Les communautés indigènes d'Amazonie veulent préserver le Shihuahuaco, un arbre tropical gigantesque au bois dur, convoité par l'exploitation forestière latino-américaine. [Keystone/EPA - Paolo Aguilar]
Comment exploiter durablement le Shihuahuaco d'Amazonie? / Tout un monde / 4 min. / le 27 février 2024
Convoité pour son bois très dur, le shihuahuaco est une essence amazonienne très recherchée. Des scientifiques estiment que la pression commerciale sur cet arbre pourrait entraîner sa disparition rapide de certaines régions du Pérou.

C'est un des arbres géants d'Amazonie. Son sommet peut atteindre soixante mètres. Ses impressionnantes racines aériennes et sa circonférence se mesurent en mètres. Ses plus anciens spécimens ont plus de mille ans.

Le bois rouge du shihuahuaco est réputé pour sa dureté et il est aujourd'hui l'une des essences les plus précieuses et les plus recherchées au monde. Le Pérou l'exporte vers la Chine et l'Europe où il termine sa vie en parquet d'appartements ou de terrasses.

Plus de 500'000 tonnes sont sorties du Pérou depuis dix ans et des scientifiques estiment que cet arbre pourrait disparaître de certaines régions d'Amazonie d'ici à quelques années.

Ce sont des arbres imposants qui forcent le respect et l'admiration. Ils sont les piliers de l'écosystème

Tatiana Espinoza, ingénieure forestière

Tout un écosystème en danger

Au cœur de la région du Madre de Dios, dans le sud-est du Pérou, l'ingénieure forestière Tatiana Espinoza a fait de la défense du shihuahuaco son combat. Elle a acquis il y a quelques années 1000 hectares de forêt primaire dédiés exclusivement à sa conservation.

"Ce sont des arbres imposants qui forcent le respect et l'admiration. Ils sont les piliers de l'écosystème. Les shihuahuacos ont coexisté avec la forêt durant des centaines d'années et ils ont généré des niches écologiques et des habitats naturels pour différents groupes d'animaux et d'organismes", indique Tatiana Espinoza dans l'émission "Tout un monde" de la RTS.

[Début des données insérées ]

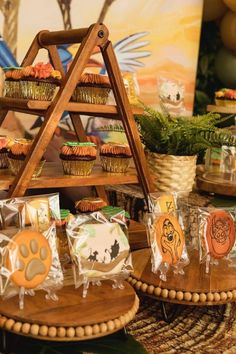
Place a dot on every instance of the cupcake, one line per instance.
(92, 88)
(114, 214)
(17, 154)
(115, 157)
(4, 146)
(37, 82)
(226, 97)
(78, 158)
(89, 204)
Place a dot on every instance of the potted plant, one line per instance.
(173, 144)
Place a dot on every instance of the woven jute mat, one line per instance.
(195, 329)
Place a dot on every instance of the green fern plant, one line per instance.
(181, 136)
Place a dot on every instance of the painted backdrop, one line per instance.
(156, 41)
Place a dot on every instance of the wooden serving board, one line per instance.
(195, 287)
(105, 310)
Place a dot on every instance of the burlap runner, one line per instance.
(196, 329)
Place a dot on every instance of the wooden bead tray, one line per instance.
(195, 287)
(71, 318)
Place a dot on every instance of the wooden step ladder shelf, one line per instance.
(40, 108)
(89, 38)
(121, 307)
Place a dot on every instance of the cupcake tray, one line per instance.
(72, 317)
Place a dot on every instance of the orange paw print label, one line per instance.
(220, 233)
(166, 203)
(28, 259)
(169, 238)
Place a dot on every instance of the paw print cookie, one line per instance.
(29, 259)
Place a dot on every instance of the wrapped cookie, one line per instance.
(167, 241)
(99, 250)
(216, 235)
(29, 258)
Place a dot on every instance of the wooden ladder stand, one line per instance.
(94, 36)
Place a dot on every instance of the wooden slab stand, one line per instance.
(195, 287)
(216, 186)
(71, 318)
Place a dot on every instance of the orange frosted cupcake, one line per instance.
(92, 88)
(90, 204)
(17, 154)
(115, 157)
(78, 158)
(37, 82)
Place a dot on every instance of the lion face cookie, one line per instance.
(220, 233)
(28, 259)
(169, 238)
(37, 213)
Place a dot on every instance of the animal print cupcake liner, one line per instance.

Le plus grand aigle d'Amérique du Sud, la harpie, dépend de cet habitat pour la nidification de ses œufs. De nombreux animaux, parmi lesquels des aras, des singes et des chauves-souris, ont également élu domicile dans cet environnement et dépendent de sa conservation.

Une zone de non-droit

Le long du fleuve du Rio Las Piedras, aux confins du Madre de Dios, l'ONG Jungle Keepers de défense de l'Amazonie a racheté un bout de terre pour le soustraire à l'exploitation. Un de ses co-fondateurs, Paul Rosolie, révèle que quand "c'est loin de la ville, la police n'intervient pas, le gouvernement non plus. Les narcotrafiquants, les bûcherons illégaux, les mineurs, peuvent faire leurs activités illicites sans problème."

Des hommes chargent un bateau avec du bois illégalement abattu, de l'espèce shihuahuaco, le long de la rive de la rivière Madre de Dios, au Pérou. [KEYSTONE - NILS HERMANN RANUM]
Des hommes chargent un bateau avec du bois illégalement abattu, de l'espèce shihuahuaco, le long de la rive de la rivière Madre de Dios, au Pérou. [KEYSTONE - NILS HERMANN RANUM]

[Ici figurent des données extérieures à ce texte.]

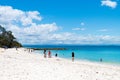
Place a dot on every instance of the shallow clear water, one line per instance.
(109, 54)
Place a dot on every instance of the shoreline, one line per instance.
(21, 64)
(85, 60)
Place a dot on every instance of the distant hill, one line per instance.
(7, 39)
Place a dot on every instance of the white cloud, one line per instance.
(9, 15)
(109, 3)
(82, 23)
(81, 29)
(27, 31)
(103, 30)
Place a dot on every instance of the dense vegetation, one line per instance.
(7, 39)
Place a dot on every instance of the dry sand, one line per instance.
(22, 65)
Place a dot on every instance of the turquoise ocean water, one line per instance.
(108, 53)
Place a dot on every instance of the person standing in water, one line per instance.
(73, 55)
(56, 55)
(44, 53)
(49, 54)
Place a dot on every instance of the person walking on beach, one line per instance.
(56, 55)
(73, 55)
(49, 54)
(44, 53)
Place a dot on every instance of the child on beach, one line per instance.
(56, 55)
(49, 54)
(73, 56)
(44, 53)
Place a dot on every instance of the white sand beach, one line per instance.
(22, 65)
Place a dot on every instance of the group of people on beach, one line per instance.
(49, 54)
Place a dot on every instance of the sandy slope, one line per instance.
(22, 65)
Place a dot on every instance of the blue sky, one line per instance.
(63, 21)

En Amazonie, la rivière sert généralement d'autoroute pour transporter le bois. Mais dans le cas du shihuahuaco, la voie fluviale est impossible car l'arbre est trop lourd et ne flotte pas. Les bûcherons construisent des routes à travers la forêt pour transporter le géant. "Et quand il y a des routes, ils ramènent leurs tronçonneuses, puis des gens, et ensuite ils construisent des écoles, des commerces. Et dans dix ans, il n'y aura plus rien", déplore Paul Rosolie.

Dans mon village, les anciens surtout respectaient beaucoup cet arbre. On utilisait ses graines, ses fruits, comme un remède

Ignacio Pino Diaz, garde forestier

De l'exploitation à la conservation

Les gardes forestiers qui travaillent avec l'ONG Jungle Keepers sont pour la plupart originaires de villages autochtones alentour. Parfois, eux-mêmes coupent du bois et le vendent par nécessité. Avant d'être recruté comme gardien de la forêt, Ignacio Pino Diaz s'est livré à cette pratique. Il œuvre désormais à la protection du shihuahuaco.

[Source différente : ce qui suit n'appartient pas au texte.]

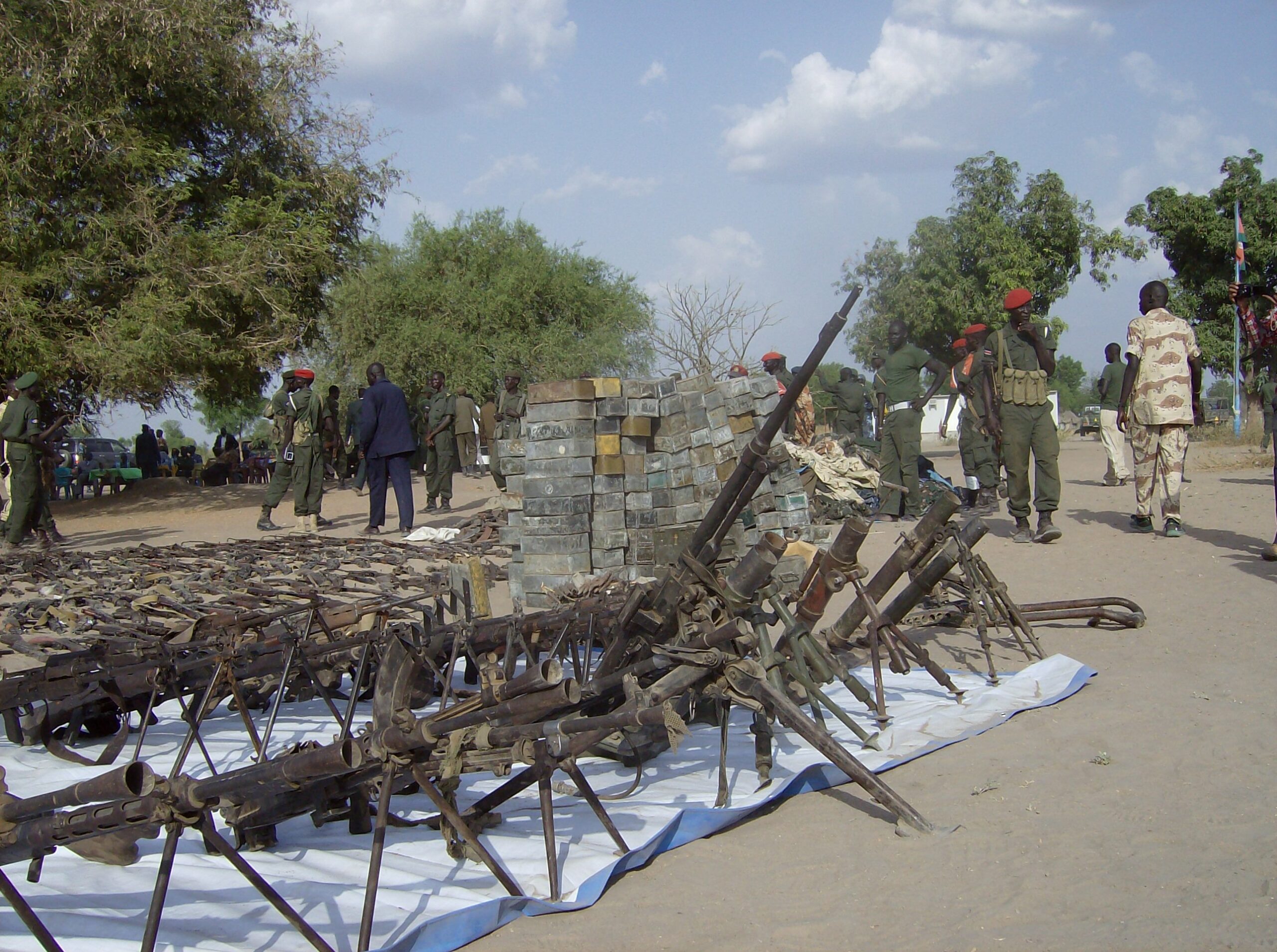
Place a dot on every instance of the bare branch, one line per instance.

"Dans mon village, les anciens surtout respectaient beaucoup cet arbre. Il est réputé curatif, on utilisait ses graines, ses fruits, comme un remède, comme un anesthésiant. Si tu as mal quelque part, cela te soulage", indique Ignacio Pino Diaz.

Malgré son importance écologique et ses vertus, l'exploitation du shihuahuaco se poursuit, en partie de façon légale dans les concessions autorisées par l'État. Une fois extrait de la forêt, tracer l'origine de ce bois tropical est difficile et ce sont plus de 60'000 tonnes de bois qui sont coupées et exportées chaque année par le Pérou.

Vers une exploitation durable ?

Dans le pays, il y a une mobilisation pour exploiter le shihuahuaco de manière durable. Nelson Kroll, directeur d'une scierie dont le bois est certifié et labellisé, assure que l'arbre peut être exploité de manière durable si on veille à sa régénération. Ce serait même un atout: "Si la forêt ne constitue pas une opportunité économique pour les habitants de l'Amazonie, elle est alors vue comme une barrière et ils commencent à tout couper pour y mettre des cultures de maïs, de soja ou faire de l'élevage."

Les détracteurs de cette exploitation raisonnée affirment de leur côté que la croissance extrêmement lente du shihuahuaco ne permet pas un commerce réellement durable au rythme actuel de son exploitation. Il faut en effet 700 ans au géant de l'Amazonie pour atteindre un mètre de diamètre.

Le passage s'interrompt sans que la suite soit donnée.